MPs have made a case for increasing the financial contribution development makes to local communities; however, landowners say they already contribute their fair share.
Extra funding for new local infrastructure and affordable housing could be raised by wide-ranging reforms to how the increase in value of land resulting from public policy decisions is captured, the Housing, Communities and Local Government Committee has concluded.
Government statistics show that agricultural land, which is granted planning permission for residential use, would, on average, increase in value from £21,000 per hectare to £1.95 million per hectare.
The report on land value capture makes the case for local authorities and central government to capture a ‘significant proportion’ of this uplift in value to invest in new infrastructure and public services.
The Committee argues that there is scope for raising additional revenue from reforms to existing taxes and charges, consideration of new mechanisms for land value capture, and reform of the way local authorities can compulsory purchase land.
The Committee also highlights the success of the first generations of New Towns, which acquired land at, or near to, existing use value, and captured uplifts in land value to invest in new infrastructure. It calls for reform of such powers – through amendment of the Land Compensation Act 1961 – which would lead to a ‘much-needed’ boost to housebuilding.

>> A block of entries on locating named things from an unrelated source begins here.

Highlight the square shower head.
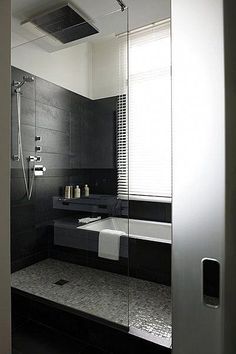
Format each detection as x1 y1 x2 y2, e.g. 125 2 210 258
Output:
30 4 98 44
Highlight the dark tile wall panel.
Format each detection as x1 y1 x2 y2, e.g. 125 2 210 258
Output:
11 64 171 283
11 67 116 269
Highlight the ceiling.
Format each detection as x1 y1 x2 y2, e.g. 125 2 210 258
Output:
12 0 170 52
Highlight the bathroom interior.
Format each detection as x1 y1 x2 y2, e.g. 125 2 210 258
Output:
11 0 172 354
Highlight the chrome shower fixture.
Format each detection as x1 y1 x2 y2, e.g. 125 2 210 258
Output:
12 76 34 92
116 0 127 11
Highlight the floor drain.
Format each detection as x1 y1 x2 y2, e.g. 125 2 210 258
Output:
54 279 69 286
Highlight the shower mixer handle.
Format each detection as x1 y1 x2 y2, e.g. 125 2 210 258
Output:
29 156 42 162
33 165 47 177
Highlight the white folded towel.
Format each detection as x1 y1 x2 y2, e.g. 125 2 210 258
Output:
98 229 125 261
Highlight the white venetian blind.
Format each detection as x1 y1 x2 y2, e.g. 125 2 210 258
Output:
118 21 171 201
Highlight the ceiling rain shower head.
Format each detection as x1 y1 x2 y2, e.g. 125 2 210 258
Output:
25 4 99 44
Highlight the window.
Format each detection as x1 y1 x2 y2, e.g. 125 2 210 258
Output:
118 21 171 201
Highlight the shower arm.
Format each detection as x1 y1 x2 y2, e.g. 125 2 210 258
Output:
116 0 127 12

Clive Betts MP, Chair of the Committee, said, “Land value capture is fundamentally about fairness and necessity. Fairness, because the current system allows landowners, through no effort of their own, to make multi-million pound profits from the substantial increases in land value that arise from public policy decisions, such as the granting of planning permission. As these increases are significantly created by the actions of the State, it is right that a significant proportion of this should be shared with the local community.
“Necessity, because if the government is to meet the challenge of providing enough new homes over the coming years, then they will also need to find the funds for improving the surrounding infrastructure.
“Our proposed package of reforms to taxes and charges will ensure a fair proportion of the increase in value arising from public policy decisions can be used by national and local government to invest in new infrastructure and public services.
“In particular, there is a growing consensus that the Land Compensation Act 1961 requires reform. The present right of landowners to receive ‘hope value’ is distorting land prices, encouraging land speculation and reducing revenues that could be used for affordable housing, infrastructure and local services.
“Ensuring local authorities have the power to compulsorily purchase land at a fairer price will provide a powerful incentive to build a new generation of New Towns and the extra homes that we so desperately need.”
The proposals have pleased councils. Local Government Association’s Housing spokesman, Cllr Martin Tett, said, “Rising land prices is one of the most influential contributors to our housing crisis – it means less homes are built, they are less affordable, they are built more slowly, there can be compromises on quality, and there is not enough funding left over for vital local infrastructure and services that communities need to back development.
“There are therefore huge gains for communities, economies and public services in allowing councils being able to capture potentially billions of pounds worth of land value increases to invest in the very infrastructure and services that generate those increasing values.
“We are also pleased the Committee recommends that government provides extra support to councils, through the LGA, to help give local authorities a strong hand in negotiations with developers. “Government action on these recommendations would have a significant impact in building more homes with the right infrastructures and places that people want to live and work.”
However, the CLA has argued that the proposed changes to the way the government captures the increase in the value of land when it receives planning permission would fail to deliver additional homes in order help solve the housing crisis.
The CLA said the reforms would remove the incentive for landowners to bring land forward for development, arguing that landowners and the development sector already contribute significant sums of money to local communities which pay for affordable housing and social infrastructure.
CLA Director of Policy and Advice Christopher Price said, “The current system of capturing the increase in land values already provides a range of benefits. In 2016/17 £6 billion was raised via planning obligations like the Community Infrastructure Levy and Section 106. This money was raised by capturing the change in the value of land when planning permission is granted. History shows us that increasing these obligations too far stops landowners bringing land forward and stalls development.
“We are frustrated that the committee has recommended the removal of hope value. The principles of fair compensation are that any price should reflect the value of the land if it was to be sold on the open market. It is iniquitous to ignore the fact that the price paid for land with development potential should be higher than land with no development value whatsoever.”